Below is part of Fr. Secondin’s meditation from the second day of the retreat.

To undertake a real Lenten journey of conversion, we must first rediscover the “deepest truth about ourselves, come out in the open” and “remove every mask, every ambiguity.” With this strong reminder to look back honestly at our history, the Carmelite Bruno Secondin concluded the second day, Monday, 23 February, of the Lenten spiritual exercises for the Pope and the Roman Curia in Ariccia.

Following the experience of Elijah taken from the Scriptures, the preacher described the “hiding” from which the prophet was called by the Lord, that hiding in which we often cloak ourselves and which many times is masked by some kind of exterior religiosity, devoid of the courage that comes with truth.

After having the courage to come out in the open, to say the truth about ourselves, to remove the mask that numbs our consciences, we must begin to walk on the “paths of freedom” and eliminate those attitudes that make us “swing from one side to another” in order to make room for God. Fr. Secondin continued his reflection on this point Tuesday morning, 24, inviting those on retreat to consider the particular choices of the Church in our time: “Do we deal with the important things in small circles or do we know how to have a clear strategy that takes the system by surprise?”. How much suffering, for example, “have certain sensitive subjects caused us”, Fr Secondin said, then adding: “We must not hide our scandals” and it is important that “victims of injustice be led to healing by recognizing our errors with humility”.

Acknowledging the faults of the Church emerged in another episode as well.
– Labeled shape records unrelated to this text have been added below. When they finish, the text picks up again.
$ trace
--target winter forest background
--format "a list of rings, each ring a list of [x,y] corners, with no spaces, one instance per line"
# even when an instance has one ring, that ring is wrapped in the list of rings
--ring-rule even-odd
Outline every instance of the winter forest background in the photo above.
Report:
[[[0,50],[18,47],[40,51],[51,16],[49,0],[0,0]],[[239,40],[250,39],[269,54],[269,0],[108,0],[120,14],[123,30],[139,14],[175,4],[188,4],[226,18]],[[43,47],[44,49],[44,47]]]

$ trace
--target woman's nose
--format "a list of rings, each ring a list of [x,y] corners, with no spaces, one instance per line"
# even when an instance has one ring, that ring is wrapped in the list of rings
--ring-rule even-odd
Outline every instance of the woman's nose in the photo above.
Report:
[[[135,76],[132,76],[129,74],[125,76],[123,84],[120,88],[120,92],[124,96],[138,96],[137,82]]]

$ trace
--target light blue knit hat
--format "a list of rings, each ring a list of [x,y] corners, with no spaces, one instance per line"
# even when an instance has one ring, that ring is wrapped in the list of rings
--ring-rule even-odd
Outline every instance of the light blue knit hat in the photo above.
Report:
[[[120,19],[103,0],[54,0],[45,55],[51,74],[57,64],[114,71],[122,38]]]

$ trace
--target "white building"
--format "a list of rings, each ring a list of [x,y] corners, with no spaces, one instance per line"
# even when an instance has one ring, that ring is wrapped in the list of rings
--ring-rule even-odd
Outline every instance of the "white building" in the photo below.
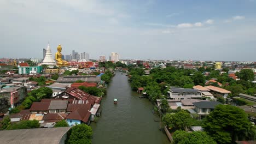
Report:
[[[56,62],[53,59],[53,54],[51,53],[49,43],[46,50],[45,56],[44,57],[44,61],[43,61],[42,64],[45,64],[50,66],[56,65]]]
[[[80,59],[85,59],[86,61],[89,61],[89,53],[86,52],[82,52],[80,55]]]
[[[106,61],[106,56],[100,56],[100,61],[104,62]]]
[[[119,54],[117,52],[111,52],[109,60],[115,62],[119,61]]]

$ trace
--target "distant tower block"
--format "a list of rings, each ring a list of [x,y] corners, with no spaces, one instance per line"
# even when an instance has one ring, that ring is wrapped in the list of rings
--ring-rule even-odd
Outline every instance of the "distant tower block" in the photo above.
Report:
[[[56,65],[56,62],[53,59],[53,54],[51,53],[51,51],[50,49],[50,45],[49,43],[46,50],[45,57],[44,57],[42,64],[45,64],[50,66]]]

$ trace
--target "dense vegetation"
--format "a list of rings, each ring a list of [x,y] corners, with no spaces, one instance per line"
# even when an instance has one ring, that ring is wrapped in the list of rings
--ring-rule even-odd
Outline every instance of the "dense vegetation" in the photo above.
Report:
[[[19,112],[24,109],[28,109],[31,106],[33,102],[40,101],[42,99],[48,99],[51,98],[53,94],[53,90],[48,87],[40,87],[38,89],[32,90],[28,93],[22,101],[21,105],[11,109],[10,113],[16,113]]]
[[[81,124],[73,127],[69,131],[67,137],[68,144],[90,144],[92,136],[91,127]]]
[[[78,88],[90,95],[97,97],[101,97],[106,94],[106,91],[103,88],[99,88],[96,87],[85,87],[83,86],[79,86]]]
[[[176,130],[173,136],[173,144],[217,144],[205,132]]]
[[[243,110],[231,105],[217,106],[205,119],[202,126],[218,143],[235,143],[236,140],[256,138],[255,128],[248,115]]]

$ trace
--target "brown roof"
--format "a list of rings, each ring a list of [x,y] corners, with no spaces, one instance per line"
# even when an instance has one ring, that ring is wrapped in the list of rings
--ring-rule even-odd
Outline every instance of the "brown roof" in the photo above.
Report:
[[[47,113],[43,117],[43,121],[56,120],[60,121],[65,119],[67,115],[61,113]]]
[[[73,88],[78,88],[79,86],[84,86],[85,87],[96,87],[97,86],[97,83],[88,83],[87,82],[83,83],[73,83],[71,85],[71,87]]]
[[[208,85],[209,84],[210,84],[211,82],[217,82],[218,83],[218,85],[220,86],[222,86],[222,84],[218,82],[218,81],[214,80],[209,80],[209,81],[207,81],[205,83],[205,85]]]
[[[91,112],[89,110],[91,109],[91,105],[90,104],[81,105],[82,105],[81,106],[70,113],[66,118],[80,120],[85,123],[88,122],[91,116]]]
[[[75,99],[79,100],[86,100],[90,96],[89,94],[83,91],[82,90],[78,88],[70,88],[68,89],[66,91],[66,92],[71,94]]]
[[[143,87],[139,87],[139,88],[138,88],[138,90],[139,90],[139,91],[143,91],[143,90],[144,90],[144,88],[143,88]]]
[[[203,87],[203,86],[201,86],[200,85],[197,85],[197,86],[194,86],[193,87],[193,88],[194,89],[198,89],[198,90],[200,90],[200,91],[210,91],[210,89],[205,87]]]
[[[21,63],[19,65],[20,67],[30,67],[30,65],[27,63]]]
[[[229,91],[226,90],[225,89],[221,88],[219,88],[219,87],[214,87],[214,86],[207,86],[207,87],[206,87],[207,88],[210,89],[211,91],[216,91],[216,92],[221,93],[231,93],[230,91]]]
[[[48,111],[50,103],[49,102],[34,102],[31,105],[30,110],[31,111]]]
[[[0,66],[7,65],[6,63],[0,63]]]
[[[66,110],[68,100],[51,100],[49,106],[49,110]]]

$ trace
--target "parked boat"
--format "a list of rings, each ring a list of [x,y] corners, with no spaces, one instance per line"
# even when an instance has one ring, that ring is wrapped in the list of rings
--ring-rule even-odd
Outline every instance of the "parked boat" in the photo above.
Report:
[[[117,104],[117,99],[114,99],[114,104]]]

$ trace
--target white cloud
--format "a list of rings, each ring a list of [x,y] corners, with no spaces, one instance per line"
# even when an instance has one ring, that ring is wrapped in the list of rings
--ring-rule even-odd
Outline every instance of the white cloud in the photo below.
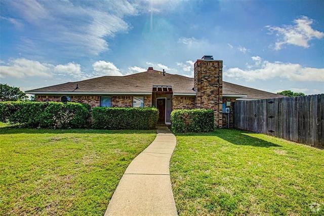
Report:
[[[262,59],[261,57],[258,56],[252,56],[251,58],[253,61],[254,61],[254,63],[257,66],[260,65],[260,64],[261,63]]]
[[[183,44],[189,48],[193,46],[196,47],[206,46],[209,44],[208,42],[204,39],[197,39],[194,37],[185,38],[182,37],[178,40],[178,43]]]
[[[163,71],[164,69],[166,72],[169,74],[175,74],[178,71],[176,69],[168,67],[168,66],[163,64],[160,63],[152,63],[147,62],[146,64],[147,64],[150,67],[153,67],[153,68],[154,70]]]
[[[97,61],[92,65],[95,76],[123,76],[120,70],[109,61]]]
[[[237,49],[240,51],[242,52],[243,53],[246,53],[247,52],[250,52],[250,50],[244,47],[242,47],[240,45],[237,47]]]
[[[135,5],[124,1],[88,4],[13,0],[6,4],[37,29],[37,35],[29,40],[37,41],[39,48],[44,43],[51,43],[61,53],[73,50],[73,55],[98,55],[107,50],[107,38],[129,28],[124,17],[137,13]]]
[[[184,44],[191,45],[194,43],[196,43],[197,42],[197,39],[195,38],[184,38],[182,37],[179,39],[178,40],[178,42],[180,43],[182,43]]]
[[[313,20],[303,16],[294,20],[295,25],[278,26],[265,26],[270,33],[276,32],[278,37],[275,43],[275,50],[281,49],[285,44],[291,44],[304,48],[309,47],[308,41],[313,39],[320,39],[324,37],[324,33],[313,29],[311,25]]]
[[[280,78],[294,81],[324,82],[324,68],[305,67],[299,64],[278,61],[270,62],[262,60],[259,56],[254,56],[252,59],[258,68],[253,69],[230,68],[225,71],[224,76],[244,79],[248,81]]]
[[[180,66],[185,73],[190,72],[190,74],[184,74],[184,76],[189,77],[193,77],[193,64],[194,62],[191,60],[186,61],[185,63],[177,62],[177,65]]]
[[[7,20],[13,25],[16,26],[17,28],[21,28],[23,26],[23,24],[17,19],[11,17],[5,17],[0,16],[0,19]]]
[[[126,74],[126,75],[129,75],[131,74],[136,74],[138,73],[144,72],[147,70],[146,69],[143,67],[139,67],[137,66],[133,66],[128,68],[128,70]]]
[[[74,62],[69,62],[66,64],[58,64],[54,67],[54,71],[58,73],[67,74],[74,77],[83,77],[84,74],[81,71],[81,66]]]
[[[11,77],[23,78],[26,77],[51,77],[53,65],[25,58],[9,60],[5,65],[0,65],[0,77]]]

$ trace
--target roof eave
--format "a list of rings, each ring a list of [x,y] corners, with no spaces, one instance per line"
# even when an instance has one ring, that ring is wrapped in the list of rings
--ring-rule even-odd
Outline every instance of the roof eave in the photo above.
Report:
[[[136,94],[150,95],[151,92],[73,92],[73,91],[26,91],[25,93],[30,94],[91,94],[91,95],[109,95],[109,94]]]
[[[223,94],[223,97],[248,97],[248,95],[228,94]]]

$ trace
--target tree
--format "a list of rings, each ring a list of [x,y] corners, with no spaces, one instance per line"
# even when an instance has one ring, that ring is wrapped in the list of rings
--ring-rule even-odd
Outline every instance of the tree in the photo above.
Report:
[[[0,101],[26,100],[28,97],[19,88],[0,83]]]
[[[285,90],[277,92],[277,94],[287,96],[287,97],[297,97],[298,96],[305,96],[305,94],[302,92],[294,92],[291,90]]]

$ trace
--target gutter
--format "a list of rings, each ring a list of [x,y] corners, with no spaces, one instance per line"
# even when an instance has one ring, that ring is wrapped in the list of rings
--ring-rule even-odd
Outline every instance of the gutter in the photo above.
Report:
[[[122,94],[137,94],[137,95],[151,95],[152,92],[72,92],[72,91],[29,91],[25,92],[26,94],[60,94],[60,95],[74,95],[74,94],[91,94],[91,95],[122,95]]]
[[[247,97],[247,94],[223,94],[223,97]]]

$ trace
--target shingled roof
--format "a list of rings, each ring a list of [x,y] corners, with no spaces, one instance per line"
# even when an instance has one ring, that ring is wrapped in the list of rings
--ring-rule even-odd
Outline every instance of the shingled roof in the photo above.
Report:
[[[76,88],[77,85],[77,88]],[[155,70],[125,76],[104,76],[81,81],[68,82],[26,91],[28,94],[151,94],[152,86],[172,86],[175,95],[192,95],[193,78],[173,75]],[[247,99],[263,99],[281,95],[223,82],[223,96],[245,97]]]

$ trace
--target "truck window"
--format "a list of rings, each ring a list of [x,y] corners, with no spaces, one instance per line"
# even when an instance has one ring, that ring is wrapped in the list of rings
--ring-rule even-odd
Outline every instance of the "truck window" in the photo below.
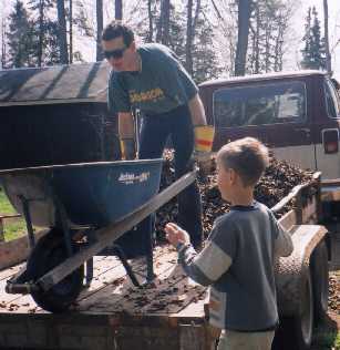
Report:
[[[226,87],[214,93],[219,127],[301,122],[306,115],[305,83],[277,82]]]
[[[339,103],[334,85],[327,79],[324,82],[327,114],[329,117],[339,117]]]

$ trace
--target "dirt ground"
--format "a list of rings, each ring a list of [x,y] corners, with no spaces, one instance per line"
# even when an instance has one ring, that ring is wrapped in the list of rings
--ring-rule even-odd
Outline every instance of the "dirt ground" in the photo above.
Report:
[[[329,312],[316,330],[312,350],[340,350],[340,269],[330,271]]]

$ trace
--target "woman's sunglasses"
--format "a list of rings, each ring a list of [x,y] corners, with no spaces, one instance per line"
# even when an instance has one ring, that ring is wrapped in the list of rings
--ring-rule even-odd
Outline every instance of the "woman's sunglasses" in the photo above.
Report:
[[[116,49],[116,50],[112,50],[112,51],[104,51],[104,56],[106,60],[110,60],[111,58],[113,59],[122,59],[123,54],[124,54],[124,51],[126,50],[127,48],[124,47],[122,49]]]

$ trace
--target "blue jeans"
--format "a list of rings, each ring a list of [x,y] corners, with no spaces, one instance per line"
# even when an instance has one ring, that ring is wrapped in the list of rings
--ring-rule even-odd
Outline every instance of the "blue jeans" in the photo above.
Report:
[[[192,154],[194,151],[194,128],[190,113],[186,105],[167,113],[145,115],[141,125],[140,158],[161,158],[166,141],[171,136],[175,150],[175,176],[193,169]],[[203,238],[202,204],[197,183],[195,182],[177,196],[178,225],[188,231],[192,244],[198,246]],[[135,233],[128,233],[122,238],[128,239],[128,256],[146,255],[152,248],[154,216],[145,218]],[[132,237],[133,236],[133,237]],[[125,240],[124,239],[124,240]],[[125,246],[125,247],[124,247]],[[125,249],[124,249],[125,250]]]

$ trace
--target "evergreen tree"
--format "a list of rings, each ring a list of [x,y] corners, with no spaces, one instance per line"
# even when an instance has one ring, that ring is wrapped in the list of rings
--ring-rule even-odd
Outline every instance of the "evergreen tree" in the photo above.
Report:
[[[289,1],[253,0],[248,73],[282,70],[284,43],[291,16]]]
[[[326,69],[324,39],[321,38],[320,21],[316,8],[308,9],[305,24],[305,48],[301,50],[303,69]]]
[[[35,65],[60,63],[59,25],[56,19],[51,18],[51,14],[55,11],[55,1],[30,0],[29,6],[33,13]]]
[[[220,73],[214,50],[213,31],[207,21],[198,17],[193,44],[193,78],[197,84],[217,78]]]
[[[20,0],[14,3],[9,16],[8,66],[20,68],[33,65],[33,33],[28,12]]]

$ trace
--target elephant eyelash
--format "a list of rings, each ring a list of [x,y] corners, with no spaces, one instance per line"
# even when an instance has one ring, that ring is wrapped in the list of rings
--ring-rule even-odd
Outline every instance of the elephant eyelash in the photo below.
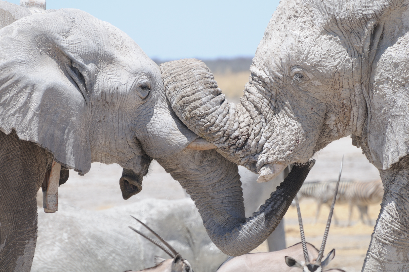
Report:
[[[144,91],[145,91],[145,90],[148,90],[149,91],[151,91],[151,86],[149,86],[147,84],[144,84],[143,85],[140,85],[139,86],[139,87],[141,89],[142,89],[142,90],[143,90]]]
[[[68,75],[75,84],[77,88],[80,90],[84,99],[86,101],[85,96],[87,93],[86,85],[85,83],[85,79],[81,72],[76,67],[72,66],[72,64],[69,65],[67,69]]]
[[[304,75],[302,74],[297,73],[294,75],[292,80],[291,80],[291,84],[293,84],[294,82],[300,82],[301,79],[304,77]]]

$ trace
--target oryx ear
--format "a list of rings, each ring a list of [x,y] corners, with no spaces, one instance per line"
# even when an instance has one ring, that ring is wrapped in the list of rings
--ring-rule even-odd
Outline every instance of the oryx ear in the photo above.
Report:
[[[0,29],[26,16],[31,15],[31,12],[26,7],[5,1],[0,1]]]
[[[91,42],[81,44],[90,39],[82,29],[96,28],[87,20],[52,12],[0,29],[0,130],[14,129],[20,139],[37,143],[83,174],[91,163],[87,82],[87,71],[94,70],[87,67],[98,59],[87,56],[85,65],[79,53],[98,51]],[[75,39],[78,43],[71,42]]]
[[[325,259],[321,263],[321,265],[322,267],[328,265],[328,264],[330,263],[330,262],[333,260],[333,259],[334,258],[334,257],[335,257],[335,248],[333,249],[333,250],[328,254],[327,256],[325,257]]]
[[[300,268],[302,268],[302,264],[298,261],[296,261],[291,257],[288,257],[288,256],[285,256],[285,263],[286,263],[287,265],[290,267],[298,267]]]
[[[166,259],[164,259],[162,257],[159,257],[159,256],[155,256],[154,258],[154,261],[155,261],[155,265],[157,265],[161,263],[166,260]]]

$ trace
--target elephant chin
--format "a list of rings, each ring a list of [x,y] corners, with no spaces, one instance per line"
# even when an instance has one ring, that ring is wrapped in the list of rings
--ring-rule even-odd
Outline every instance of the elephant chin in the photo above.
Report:
[[[267,239],[315,163],[294,166],[259,211],[246,219],[237,165],[216,150],[185,149],[157,161],[195,202],[213,243],[231,256],[247,253]]]
[[[144,177],[132,170],[124,169],[119,179],[119,187],[122,197],[126,200],[142,190],[142,181]]]

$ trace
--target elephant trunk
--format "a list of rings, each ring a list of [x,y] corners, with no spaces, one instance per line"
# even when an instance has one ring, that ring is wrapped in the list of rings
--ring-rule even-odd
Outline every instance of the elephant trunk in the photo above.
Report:
[[[160,68],[172,108],[189,129],[214,144],[229,160],[254,172],[277,175],[286,166],[259,156],[268,139],[263,131],[271,131],[272,124],[264,114],[271,110],[267,107],[272,106],[266,104],[265,97],[259,94],[262,86],[248,83],[240,102],[235,105],[225,99],[213,75],[201,61],[181,59],[162,63]],[[269,164],[268,169],[263,169]]]
[[[260,211],[246,219],[237,166],[216,150],[184,150],[157,161],[190,195],[213,243],[231,256],[247,253],[268,237],[315,162],[294,166]]]

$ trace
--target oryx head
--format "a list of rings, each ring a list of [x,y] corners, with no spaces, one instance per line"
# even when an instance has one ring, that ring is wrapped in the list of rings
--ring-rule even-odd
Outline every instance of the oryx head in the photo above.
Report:
[[[334,211],[334,206],[335,205],[335,201],[337,198],[337,193],[338,193],[338,186],[339,184],[339,180],[341,179],[341,174],[342,172],[342,164],[344,162],[344,157],[342,157],[342,161],[341,163],[341,169],[339,170],[339,174],[338,175],[338,181],[335,186],[335,192],[334,193],[334,197],[333,198],[333,202],[331,205],[331,209],[330,210],[330,214],[328,215],[328,220],[327,221],[327,225],[325,228],[325,232],[324,233],[324,236],[322,239],[322,243],[321,244],[321,247],[319,249],[318,252],[318,256],[317,257],[317,260],[313,263],[310,261],[310,257],[308,256],[308,252],[307,250],[307,244],[306,243],[305,236],[304,234],[304,228],[303,227],[303,221],[301,218],[301,212],[300,211],[300,205],[298,203],[298,198],[297,196],[295,196],[295,205],[297,207],[297,214],[298,215],[298,223],[300,225],[300,233],[301,234],[301,243],[303,245],[303,251],[304,253],[304,258],[305,261],[299,261],[295,260],[294,258],[285,256],[285,263],[290,267],[298,267],[303,270],[303,272],[321,272],[325,271],[324,267],[328,265],[330,262],[335,257],[335,249],[331,250],[326,257],[322,261],[322,257],[324,255],[324,249],[325,248],[325,244],[326,243],[327,238],[328,237],[328,232],[330,230],[330,225],[331,224],[331,219],[332,218],[333,213]]]

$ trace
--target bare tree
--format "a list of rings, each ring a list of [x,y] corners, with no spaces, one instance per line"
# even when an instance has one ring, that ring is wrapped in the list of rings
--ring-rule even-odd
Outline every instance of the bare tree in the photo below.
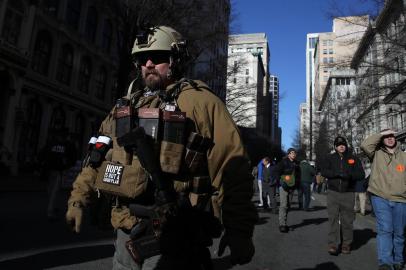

Taking inspiration from that terrible act of Elijah who executes the prophets of Baal, the preacher invited all to remember how the Church in her history was capable of acts of violence. “We too burned people, we have killed”, he said. And he stressed that today violence can be expressed in other forms, “even without the sword”, referring to the explosive power of language and modern means of communication: “Sometimes the keyboard kills more than the sword!”.